Le ministre de la Santé indique que des tests ont été effectués dans une vingtaine de sites à Port-Louis, et que selon les résultats, aucun risque de chikungunya et de dengue n’a été noté pour l’instant. Cependant, le risque d’épidémie n’est pas à écarter. D’où la nécessité de pendre les précautions nécessaires immédiatement et de manière rigoureuse. Énumérant les mesures drastiques qui sont prises actuellement par le ministère de la Santé, en collaboration avec d’autres ministères, tels que de ceux de l’Environnement et du Local Government et le privé, Lormus Bundhoo indique que toutes les compagnies seront sous contrôle permanent à partir de demain. Elles devront respecter les normes de Health and Safety, au cas contraire, les permis d’opération pourront être révoqués.
« En 2009, entre 30 à 40% de Mauriciens avaient été affectés par ces maladies. Ce qui implique que entre 60 à 70% de la population n’ont pas été affectés et donc n’ont pas développé une immunité contre ces maladies », ajoute Lormus Bundhoo. Avec son microclimat, ses quelque 150 000 habitants et plus de 400 000 personnes qui traversent Port-Louis, la capitale de Maurice est la région la plus à risque concernant les maladies infectieuses telles que la gastro-entérite et des maladies à transmission vectorielle. Une Task Force a ainsi été mise sur pied sous l’égide du ministère de la Santé pour la coordination des mesures qui seront entreprises au sein des entreprises des secteurs public et privé et de la surveillance renforcée des maladies dans les régions touchées par les inondations et des activités de démoustication.

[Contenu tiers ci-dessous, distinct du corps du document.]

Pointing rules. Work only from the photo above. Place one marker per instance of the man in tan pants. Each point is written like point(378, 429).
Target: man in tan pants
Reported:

Depuis la semaine dernière, des larvicides sont répandus dans dix secteurs identifiés comme les plus à risque. À partir de demain, une distribution de sacs en plastique, de crème anti-moustiques, d’eau embouteillée et d’eau de javel aura lieu ainsi qu’une campagne de sensibilisation porte à porte. Ainsi, une centaine d’officiers des différents ministères concernés formés en la matière se rendront dans les centres communautaires pour sensibiliser le public sur le stockage d’eau, par exemple, et d’autres mesures hygiéniques et environnementales à prendre. Les autorités procéderont à une distribution de poubelles dans certaines régions les plus touchées pour faciliter le nettoyage, notamment à Canal Dayot où les dégâts ont été les plus conséquents.
Des activités de contrôle dans les entreprises débuteront également demain. « À partir de lundi, nous serons sans pitié. Nous concentrerons nos efforts dans les bureaux, les institutions publiques et dans les industries, entre autres. Toutes nos équipes descendront sur le terrain, et si les mesures nécessaires ne sont pas prises, ces entreprises devront stopper toutes leurs opérations », déclare Lormus Bundhoo. Il fait ainsi appel à la participation active de tout un chacun et à la prise en charge de leurs responsabilités pour empêcher la prolifération de moustiques et la propagation des maladies.